Limitations and directions for future research

Our analysis has a number of important limitations. First, this study is limited by the small sample size. This is an inherent limitation of studying ventricular arrhythmia and cardiac arrest in younger patients, which remains a relatively infrequent, albeit important clinical entity.
Second, this was a single-centre retrospective review. The findings relating to the adoption of certain diagnostic tests therefore only reflects the practice at our own institution, and cannot be extrapolated to the practice in the larger Australian or international cardiology community. One important distinction was the high rate of utilisation of CMR in this study, as access to CMR in varies significantly between cardiac centres in Australia. However, it is notable that the adoption rates for CMR, flecainide challenge and genetic testing in our study were similar to the rates described in a previous European retrospective review of patients with unexplained sudden cardiac arrest8. Both this limitation and the small sample size could be mitigated by a multi-centre extension of the current study.

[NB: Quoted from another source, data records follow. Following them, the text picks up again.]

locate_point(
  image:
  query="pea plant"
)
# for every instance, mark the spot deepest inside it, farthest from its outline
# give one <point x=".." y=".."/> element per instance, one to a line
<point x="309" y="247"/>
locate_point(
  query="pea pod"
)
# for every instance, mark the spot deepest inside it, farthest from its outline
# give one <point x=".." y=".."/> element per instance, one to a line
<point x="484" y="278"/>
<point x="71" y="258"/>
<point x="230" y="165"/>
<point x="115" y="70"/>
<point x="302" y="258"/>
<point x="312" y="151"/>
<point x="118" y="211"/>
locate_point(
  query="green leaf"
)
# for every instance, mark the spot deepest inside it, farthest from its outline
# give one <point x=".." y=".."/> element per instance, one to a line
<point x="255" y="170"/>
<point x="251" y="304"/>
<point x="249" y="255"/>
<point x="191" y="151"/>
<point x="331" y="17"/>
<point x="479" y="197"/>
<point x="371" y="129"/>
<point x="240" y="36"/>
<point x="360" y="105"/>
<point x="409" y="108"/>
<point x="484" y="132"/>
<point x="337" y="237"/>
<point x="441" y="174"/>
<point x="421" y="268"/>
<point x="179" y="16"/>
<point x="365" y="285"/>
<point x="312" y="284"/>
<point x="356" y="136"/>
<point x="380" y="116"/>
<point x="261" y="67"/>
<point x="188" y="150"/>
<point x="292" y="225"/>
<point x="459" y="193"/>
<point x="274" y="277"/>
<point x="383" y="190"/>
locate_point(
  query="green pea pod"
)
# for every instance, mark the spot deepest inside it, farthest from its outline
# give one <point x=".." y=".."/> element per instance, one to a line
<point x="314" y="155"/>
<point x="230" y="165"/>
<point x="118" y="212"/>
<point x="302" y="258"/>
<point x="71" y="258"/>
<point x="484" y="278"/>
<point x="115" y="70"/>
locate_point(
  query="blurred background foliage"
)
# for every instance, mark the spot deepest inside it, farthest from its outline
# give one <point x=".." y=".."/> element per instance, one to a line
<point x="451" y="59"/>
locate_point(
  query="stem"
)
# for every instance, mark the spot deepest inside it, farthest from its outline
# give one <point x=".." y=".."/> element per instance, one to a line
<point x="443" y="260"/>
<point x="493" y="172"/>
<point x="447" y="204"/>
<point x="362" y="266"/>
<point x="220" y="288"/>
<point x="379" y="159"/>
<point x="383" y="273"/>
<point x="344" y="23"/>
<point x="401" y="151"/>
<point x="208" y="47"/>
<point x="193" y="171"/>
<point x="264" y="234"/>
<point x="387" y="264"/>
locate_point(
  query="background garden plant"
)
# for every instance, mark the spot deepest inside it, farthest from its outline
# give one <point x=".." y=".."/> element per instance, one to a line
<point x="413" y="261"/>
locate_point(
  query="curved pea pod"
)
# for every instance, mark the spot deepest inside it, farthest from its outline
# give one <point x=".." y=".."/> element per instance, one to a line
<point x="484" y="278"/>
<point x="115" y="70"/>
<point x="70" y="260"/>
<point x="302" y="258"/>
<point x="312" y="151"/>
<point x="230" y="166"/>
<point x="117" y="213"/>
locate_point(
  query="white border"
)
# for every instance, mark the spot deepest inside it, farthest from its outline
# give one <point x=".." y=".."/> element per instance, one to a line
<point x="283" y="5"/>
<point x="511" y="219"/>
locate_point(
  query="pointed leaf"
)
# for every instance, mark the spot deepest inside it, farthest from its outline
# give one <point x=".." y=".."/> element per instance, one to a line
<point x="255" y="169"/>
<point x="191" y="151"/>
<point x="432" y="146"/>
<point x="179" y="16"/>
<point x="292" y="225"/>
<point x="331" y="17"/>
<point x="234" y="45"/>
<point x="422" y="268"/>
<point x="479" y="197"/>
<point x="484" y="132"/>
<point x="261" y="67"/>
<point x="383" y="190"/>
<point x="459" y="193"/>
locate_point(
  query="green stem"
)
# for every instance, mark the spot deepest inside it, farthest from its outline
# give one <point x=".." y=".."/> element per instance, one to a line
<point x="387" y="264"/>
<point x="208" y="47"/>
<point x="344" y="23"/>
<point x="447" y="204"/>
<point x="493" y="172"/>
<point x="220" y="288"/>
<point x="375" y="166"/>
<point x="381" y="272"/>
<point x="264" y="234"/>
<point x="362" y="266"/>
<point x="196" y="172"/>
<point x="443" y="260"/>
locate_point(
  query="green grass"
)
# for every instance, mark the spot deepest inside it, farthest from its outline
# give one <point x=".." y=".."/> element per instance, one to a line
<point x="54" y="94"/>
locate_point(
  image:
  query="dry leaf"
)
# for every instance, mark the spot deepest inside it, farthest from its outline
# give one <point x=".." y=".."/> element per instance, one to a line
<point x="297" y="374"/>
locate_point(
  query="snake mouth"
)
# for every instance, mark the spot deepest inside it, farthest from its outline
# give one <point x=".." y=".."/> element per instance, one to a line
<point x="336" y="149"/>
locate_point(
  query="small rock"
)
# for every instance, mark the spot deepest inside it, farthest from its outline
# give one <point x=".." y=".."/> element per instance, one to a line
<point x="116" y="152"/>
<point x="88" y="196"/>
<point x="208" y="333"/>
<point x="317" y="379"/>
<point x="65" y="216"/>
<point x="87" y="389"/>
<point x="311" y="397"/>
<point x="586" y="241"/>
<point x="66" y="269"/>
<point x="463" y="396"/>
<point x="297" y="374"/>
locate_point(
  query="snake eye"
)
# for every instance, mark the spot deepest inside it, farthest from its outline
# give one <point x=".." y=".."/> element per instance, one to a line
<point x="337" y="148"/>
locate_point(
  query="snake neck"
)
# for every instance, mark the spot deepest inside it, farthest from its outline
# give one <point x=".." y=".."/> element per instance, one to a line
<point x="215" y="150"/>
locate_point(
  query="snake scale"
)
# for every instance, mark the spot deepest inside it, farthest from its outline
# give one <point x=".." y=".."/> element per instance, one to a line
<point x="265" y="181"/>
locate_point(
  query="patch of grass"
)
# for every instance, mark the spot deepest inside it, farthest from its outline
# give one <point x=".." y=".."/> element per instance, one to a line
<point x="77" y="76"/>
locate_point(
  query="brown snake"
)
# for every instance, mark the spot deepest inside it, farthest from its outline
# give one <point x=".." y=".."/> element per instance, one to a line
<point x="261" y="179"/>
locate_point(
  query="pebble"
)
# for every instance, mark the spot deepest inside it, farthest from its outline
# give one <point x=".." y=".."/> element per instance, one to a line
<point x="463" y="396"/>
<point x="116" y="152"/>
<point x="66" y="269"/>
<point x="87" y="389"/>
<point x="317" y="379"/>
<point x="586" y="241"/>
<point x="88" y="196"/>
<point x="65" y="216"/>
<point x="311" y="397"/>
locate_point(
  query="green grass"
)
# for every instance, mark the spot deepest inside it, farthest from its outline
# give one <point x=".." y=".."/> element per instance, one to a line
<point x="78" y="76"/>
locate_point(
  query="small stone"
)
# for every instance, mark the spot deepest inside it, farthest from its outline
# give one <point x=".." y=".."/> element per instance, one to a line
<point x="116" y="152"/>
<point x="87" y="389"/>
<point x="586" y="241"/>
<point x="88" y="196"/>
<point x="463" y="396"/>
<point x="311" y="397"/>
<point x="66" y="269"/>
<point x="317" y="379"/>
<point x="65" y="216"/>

Third, this study did not evaluate the role of early versus delayed diagnosis in patients with UVA. A proportion of the patients in the UVA cohort were diagnosed with an underlying aetiology for ventricular arrhythmia early in their clinical course; for instance, patients who underwent CMR prior to ICD implant while still an inpatient after presenting with cardiac arrest. Such patients would therefore not have had ‘unexplained’ ventricular arrhythmia from this point onwards and during their subsequent follow-up. In future research, this limitation could be mitigated by evaluating patients who had a label of ‘unexplained ventricular arrhythmia’ at their time of hospital discharge. In such an analysis, it would be interesting to measure the time delay between the initial presentation with ventricular arrhythmia and the eventual diagnosis being made.
Finally, our analysis was restricted to patients implanted with a secondary prevention ICD. This was chosen as a practical method to collect data on patients who had suffered from ventricular tachyarrhythmias presenting to our institution. However, this fails to capture patients presenting with ventricular arrhythmia in whom defibrillators are not implanted, and those patients who die from sudden cardiac arrest whose diagnoses may be made on post-mortem autopsy. Future research in this field could instead review registry data for patients with sudden cardiac arrest, to more widely explore the subject of unexplained ventricular arrhythmia.